Montella Bawa Turki ke Piala Dunia 2026: Mimpi yang Terwujud
Baca dalam 60 detik
- Vincenzo Montella sukses mengakhiri puasa 24 tahun Turki tanpa tampil di Piala Dunia setelah memimpin tim lolos ke edisi 2026.
- Pelatih asal Italia itu menyebut skuad Turki saat ini sarat talenta muda dan solid, dengan mentalitas pantang menyerah sebagai kunci utama.
- Di Grup D, Turki akan menghadapi Australia, Paraguay, dan tuan rumah Amerika Serikat; Montella menargetkan lolos dari fase grup sebagai langkah awal.
Vincenzo Montella, pelatih asal Italia yang akrab disapa L'Aeroplanino, berhasil membawa Turki kembali ke panggung Piala Dunia setelah absen selama 24 tahun. Keberhasilan ini menjadi pencapaian besar bagi Montella dan negaranya, sekaligus mengobati kerinduan publik Turki yang terakhir kali merasakan atmosfer turnamen terbesar sepak bola pada 2002.
Montella, yang pernah membela Italia di Piala Dunia 2002, mengaku bahwa pengalaman pahit saat tersingkir oleh Korea Selatan di babak 16 besar masih membekas.
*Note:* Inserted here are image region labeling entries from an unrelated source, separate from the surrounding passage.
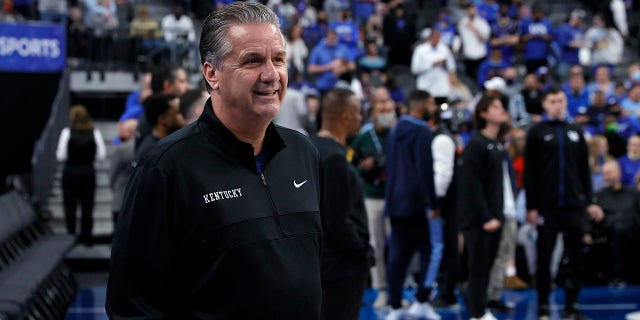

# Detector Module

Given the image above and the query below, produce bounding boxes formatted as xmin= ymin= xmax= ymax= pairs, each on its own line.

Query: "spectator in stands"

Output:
xmin=129 ymin=5 xmax=164 ymax=61
xmin=411 ymin=28 xmax=456 ymax=105
xmin=312 ymin=88 xmax=373 ymax=320
xmin=113 ymin=73 xmax=151 ymax=146
xmin=37 ymin=0 xmax=69 ymax=25
xmin=618 ymin=135 xmax=640 ymax=187
xmin=520 ymin=6 xmax=553 ymax=73
xmin=302 ymin=10 xmax=329 ymax=48
xmin=587 ymin=134 xmax=613 ymax=192
xmin=555 ymin=9 xmax=586 ymax=80
xmin=109 ymin=118 xmax=138 ymax=228
xmin=587 ymin=90 xmax=609 ymax=127
xmin=329 ymin=6 xmax=362 ymax=60
xmin=136 ymin=65 xmax=190 ymax=150
xmin=477 ymin=49 xmax=511 ymax=89
xmin=587 ymin=65 xmax=616 ymax=103
xmin=133 ymin=93 xmax=185 ymax=163
xmin=433 ymin=8 xmax=460 ymax=53
xmin=458 ymin=96 xmax=515 ymax=320
xmin=180 ymin=86 xmax=209 ymax=124
xmin=56 ymin=105 xmax=106 ymax=245
xmin=160 ymin=4 xmax=199 ymax=69
xmin=524 ymin=88 xmax=592 ymax=318
xmin=521 ymin=73 xmax=544 ymax=122
xmin=478 ymin=0 xmax=500 ymax=25
xmin=307 ymin=29 xmax=355 ymax=94
xmin=584 ymin=14 xmax=624 ymax=68
xmin=382 ymin=2 xmax=417 ymax=67
xmin=84 ymin=0 xmax=118 ymax=74
xmin=620 ymin=82 xmax=640 ymax=122
xmin=489 ymin=6 xmax=520 ymax=64
xmin=287 ymin=23 xmax=309 ymax=76
xmin=106 ymin=1 xmax=324 ymax=320
xmin=0 ymin=0 xmax=25 ymax=23
xmin=585 ymin=160 xmax=640 ymax=288
xmin=384 ymin=90 xmax=439 ymax=320
xmin=351 ymin=87 xmax=397 ymax=308
xmin=458 ymin=3 xmax=491 ymax=79
xmin=357 ymin=40 xmax=387 ymax=75
xmin=562 ymin=65 xmax=590 ymax=118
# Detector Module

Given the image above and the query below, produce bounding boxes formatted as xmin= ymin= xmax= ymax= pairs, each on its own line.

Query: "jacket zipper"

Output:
xmin=260 ymin=173 xmax=284 ymax=237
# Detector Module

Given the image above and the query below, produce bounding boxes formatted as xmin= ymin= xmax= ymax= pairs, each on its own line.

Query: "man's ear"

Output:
xmin=202 ymin=61 xmax=218 ymax=90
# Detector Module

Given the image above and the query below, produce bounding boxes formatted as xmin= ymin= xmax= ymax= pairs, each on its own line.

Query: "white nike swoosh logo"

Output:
xmin=293 ymin=180 xmax=307 ymax=189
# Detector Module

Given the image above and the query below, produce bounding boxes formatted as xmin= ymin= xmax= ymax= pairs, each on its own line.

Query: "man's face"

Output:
xmin=542 ymin=92 xmax=567 ymax=119
xmin=627 ymin=136 xmax=640 ymax=155
xmin=209 ymin=23 xmax=289 ymax=121
xmin=482 ymin=99 xmax=509 ymax=124
xmin=371 ymin=88 xmax=396 ymax=120
xmin=170 ymin=69 xmax=190 ymax=97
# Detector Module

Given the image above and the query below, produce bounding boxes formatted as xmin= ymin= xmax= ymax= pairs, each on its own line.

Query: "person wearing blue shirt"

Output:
xmin=478 ymin=0 xmax=500 ymax=25
xmin=489 ymin=12 xmax=520 ymax=63
xmin=520 ymin=7 xmax=553 ymax=73
xmin=329 ymin=8 xmax=361 ymax=59
xmin=307 ymin=29 xmax=355 ymax=94
xmin=555 ymin=10 xmax=585 ymax=79
xmin=618 ymin=135 xmax=640 ymax=187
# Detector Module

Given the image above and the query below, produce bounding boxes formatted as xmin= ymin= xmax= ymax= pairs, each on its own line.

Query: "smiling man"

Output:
xmin=106 ymin=2 xmax=322 ymax=319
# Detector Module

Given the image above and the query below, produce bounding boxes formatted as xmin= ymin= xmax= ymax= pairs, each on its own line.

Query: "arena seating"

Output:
xmin=0 ymin=191 xmax=78 ymax=320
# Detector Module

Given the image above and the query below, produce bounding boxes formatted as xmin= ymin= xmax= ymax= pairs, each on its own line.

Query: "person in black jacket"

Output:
xmin=56 ymin=105 xmax=106 ymax=245
xmin=312 ymin=88 xmax=373 ymax=320
xmin=459 ymin=96 xmax=515 ymax=320
xmin=524 ymin=88 xmax=592 ymax=318
xmin=106 ymin=1 xmax=322 ymax=319
xmin=584 ymin=160 xmax=640 ymax=288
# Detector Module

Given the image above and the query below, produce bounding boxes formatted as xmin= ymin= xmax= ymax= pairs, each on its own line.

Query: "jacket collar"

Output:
xmin=197 ymin=98 xmax=286 ymax=171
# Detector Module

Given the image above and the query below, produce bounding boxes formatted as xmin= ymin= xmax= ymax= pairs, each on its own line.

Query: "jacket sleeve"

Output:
xmin=105 ymin=166 xmax=178 ymax=319
xmin=415 ymin=129 xmax=440 ymax=210
xmin=321 ymin=154 xmax=368 ymax=251
xmin=578 ymin=131 xmax=593 ymax=205
xmin=523 ymin=126 xmax=539 ymax=210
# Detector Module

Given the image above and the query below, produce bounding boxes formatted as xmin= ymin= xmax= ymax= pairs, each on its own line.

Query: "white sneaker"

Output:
xmin=471 ymin=311 xmax=498 ymax=320
xmin=384 ymin=309 xmax=404 ymax=320
xmin=373 ymin=290 xmax=389 ymax=309
xmin=407 ymin=301 xmax=441 ymax=320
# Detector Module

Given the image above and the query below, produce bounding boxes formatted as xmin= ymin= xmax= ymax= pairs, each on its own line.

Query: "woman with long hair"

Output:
xmin=459 ymin=96 xmax=515 ymax=320
xmin=56 ymin=105 xmax=106 ymax=245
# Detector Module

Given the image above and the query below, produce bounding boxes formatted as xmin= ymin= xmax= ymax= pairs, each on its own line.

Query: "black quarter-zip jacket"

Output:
xmin=106 ymin=100 xmax=322 ymax=319
xmin=524 ymin=120 xmax=592 ymax=214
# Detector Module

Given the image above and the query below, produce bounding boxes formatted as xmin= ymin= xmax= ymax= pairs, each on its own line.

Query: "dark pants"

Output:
xmin=607 ymin=221 xmax=638 ymax=279
xmin=438 ymin=212 xmax=460 ymax=301
xmin=320 ymin=272 xmax=369 ymax=320
xmin=463 ymin=227 xmax=502 ymax=318
xmin=387 ymin=214 xmax=431 ymax=309
xmin=537 ymin=209 xmax=586 ymax=306
xmin=62 ymin=166 xmax=96 ymax=244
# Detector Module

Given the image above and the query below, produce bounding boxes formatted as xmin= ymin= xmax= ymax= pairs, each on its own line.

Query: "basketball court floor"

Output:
xmin=66 ymin=286 xmax=640 ymax=320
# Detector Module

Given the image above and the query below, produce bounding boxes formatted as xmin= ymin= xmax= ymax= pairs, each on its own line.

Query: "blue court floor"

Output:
xmin=66 ymin=286 xmax=640 ymax=320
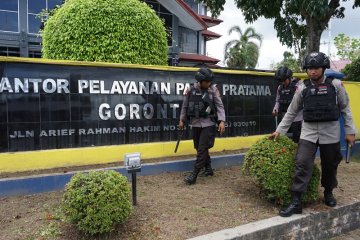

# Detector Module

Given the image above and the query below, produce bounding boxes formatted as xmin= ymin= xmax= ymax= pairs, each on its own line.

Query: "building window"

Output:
xmin=0 ymin=47 xmax=20 ymax=57
xmin=0 ymin=0 xmax=19 ymax=32
xmin=145 ymin=0 xmax=173 ymax=46
xmin=179 ymin=27 xmax=198 ymax=53
xmin=28 ymin=0 xmax=63 ymax=34
xmin=29 ymin=51 xmax=41 ymax=58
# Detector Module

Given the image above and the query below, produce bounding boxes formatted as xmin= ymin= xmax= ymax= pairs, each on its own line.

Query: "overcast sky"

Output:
xmin=207 ymin=0 xmax=360 ymax=69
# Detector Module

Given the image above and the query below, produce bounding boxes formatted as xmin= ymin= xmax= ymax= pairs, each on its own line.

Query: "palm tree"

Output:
xmin=224 ymin=26 xmax=262 ymax=68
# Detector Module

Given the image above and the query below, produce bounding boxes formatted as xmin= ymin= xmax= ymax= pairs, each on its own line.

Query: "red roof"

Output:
xmin=330 ymin=60 xmax=351 ymax=72
xmin=198 ymin=15 xmax=223 ymax=27
xmin=201 ymin=30 xmax=221 ymax=40
xmin=179 ymin=53 xmax=220 ymax=64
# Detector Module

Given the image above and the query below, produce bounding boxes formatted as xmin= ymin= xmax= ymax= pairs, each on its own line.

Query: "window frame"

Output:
xmin=0 ymin=0 xmax=20 ymax=33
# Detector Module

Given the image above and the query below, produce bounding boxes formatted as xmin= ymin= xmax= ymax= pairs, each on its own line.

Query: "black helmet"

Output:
xmin=303 ymin=52 xmax=330 ymax=69
xmin=275 ymin=67 xmax=292 ymax=82
xmin=195 ymin=67 xmax=214 ymax=82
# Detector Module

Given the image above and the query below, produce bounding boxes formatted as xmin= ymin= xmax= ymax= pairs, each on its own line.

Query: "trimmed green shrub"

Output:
xmin=242 ymin=136 xmax=320 ymax=204
xmin=42 ymin=0 xmax=168 ymax=65
xmin=341 ymin=57 xmax=360 ymax=82
xmin=63 ymin=170 xmax=132 ymax=235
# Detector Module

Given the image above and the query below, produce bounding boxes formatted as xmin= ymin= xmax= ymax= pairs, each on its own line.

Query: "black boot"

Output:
xmin=184 ymin=168 xmax=200 ymax=185
xmin=279 ymin=192 xmax=302 ymax=217
xmin=324 ymin=190 xmax=336 ymax=207
xmin=199 ymin=164 xmax=214 ymax=177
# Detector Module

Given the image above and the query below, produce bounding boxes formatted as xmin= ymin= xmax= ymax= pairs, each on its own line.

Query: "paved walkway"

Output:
xmin=331 ymin=229 xmax=360 ymax=240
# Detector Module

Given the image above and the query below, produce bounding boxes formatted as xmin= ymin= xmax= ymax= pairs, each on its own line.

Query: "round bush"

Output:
xmin=42 ymin=0 xmax=168 ymax=65
xmin=242 ymin=136 xmax=320 ymax=204
xmin=63 ymin=170 xmax=132 ymax=235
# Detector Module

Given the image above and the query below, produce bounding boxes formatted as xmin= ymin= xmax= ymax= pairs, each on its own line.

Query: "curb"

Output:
xmin=0 ymin=153 xmax=245 ymax=197
xmin=189 ymin=202 xmax=360 ymax=240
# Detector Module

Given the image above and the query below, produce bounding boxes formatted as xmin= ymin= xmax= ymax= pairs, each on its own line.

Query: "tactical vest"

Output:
xmin=186 ymin=86 xmax=216 ymax=121
xmin=279 ymin=80 xmax=299 ymax=113
xmin=302 ymin=78 xmax=340 ymax=122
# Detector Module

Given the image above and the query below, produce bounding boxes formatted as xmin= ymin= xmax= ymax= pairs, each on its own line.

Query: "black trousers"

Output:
xmin=288 ymin=121 xmax=302 ymax=143
xmin=292 ymin=139 xmax=342 ymax=192
xmin=192 ymin=126 xmax=216 ymax=169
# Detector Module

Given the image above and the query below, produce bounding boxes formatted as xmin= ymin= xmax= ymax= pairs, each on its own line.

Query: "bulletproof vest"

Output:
xmin=187 ymin=86 xmax=216 ymax=118
xmin=302 ymin=78 xmax=340 ymax=122
xmin=279 ymin=80 xmax=299 ymax=113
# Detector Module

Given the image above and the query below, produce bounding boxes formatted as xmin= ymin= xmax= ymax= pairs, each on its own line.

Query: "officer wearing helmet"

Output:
xmin=270 ymin=52 xmax=356 ymax=217
xmin=179 ymin=68 xmax=225 ymax=184
xmin=272 ymin=67 xmax=303 ymax=143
Namun, kini ia memiliki kesempatan untuk menulis cerita baru sebagai pelatih. Dalam wawancara eksklusif dengan FIFA, ia menegaskan bahwa skuad Turki saat ini dipenuhi talenta muda dan memiliki chemistry yang kuat. "Para pemain sangat kompak dan saling mendukung. Menjadi pelatih mereka adalah suatu kehormatan," ujarnya.
Turki tergabung di Grup D bersama Australia, Paraguay, dan tuan rumah Amerika Serikat. Montella menyadari bahwa tidak ada lawan yang mudah, meskipun grup ini tidak dihuni raksasa seperti Spanyol atau Argentina. Ia menekankan pentingnya konsistensi dan mentalitas yang tepat. "Kami harus melangkah selangkah demi selangkah. Target pertama adalah lolos dari fase grup," tegasnya.
Montella juga menyoroti peran penting mentalitas dalam perjalanan Turki menuju Piala Dunia. Ia memuji ketangguhan mental anak asuhnya, terutama saat mengalahkan Rumania 1-0 di semifinal play-off. "Kemenangan tipis dengan clean sheet menunjukkan semangat tim dan kemampuan bertahan yang solid. Itu adalah hasil kerja keras dan sikap yang benar," katanya.
Bagi Montella, kedekatan budaya antara Italia dan Turki menjadi faktor yang memudahkan adaptasinya. Ia merasa diterima seperti keluarga dan menganggap nilai-nilai hormat dan kebanggaan sangat mirip dengan kampung halamannya di Naples. "Saya telah memberikan segalanya untuk tim ini. Hasilnya juga berkat kelompok pemain yang berbakat," ungkapnya.
Montella mengakui bahwa kembali ke Piala Dunia sebagai pelatih terasa berbeda. Tanggung jawab dan kesadaran yang diembannya jauh lebih besar. Namun, ia tetap optimistis dan mengingatkan bahwa timnya harus tetap rendah hati. "Bermimpi itu penting, tetapi kaki harus tetap di tanah. Tim Turki 2002 adalah underdog yang berhasil melaju hingga semifinal. Kami ingin mengulangi sejarah itu," pungkasnya.
Dengan semangat kebangkitan yang kuat, Turki siap bersaing di panggung dunia. Pertanyaan besarnya: akankah Montella mampu membawa timnya melampaui capaian 2002?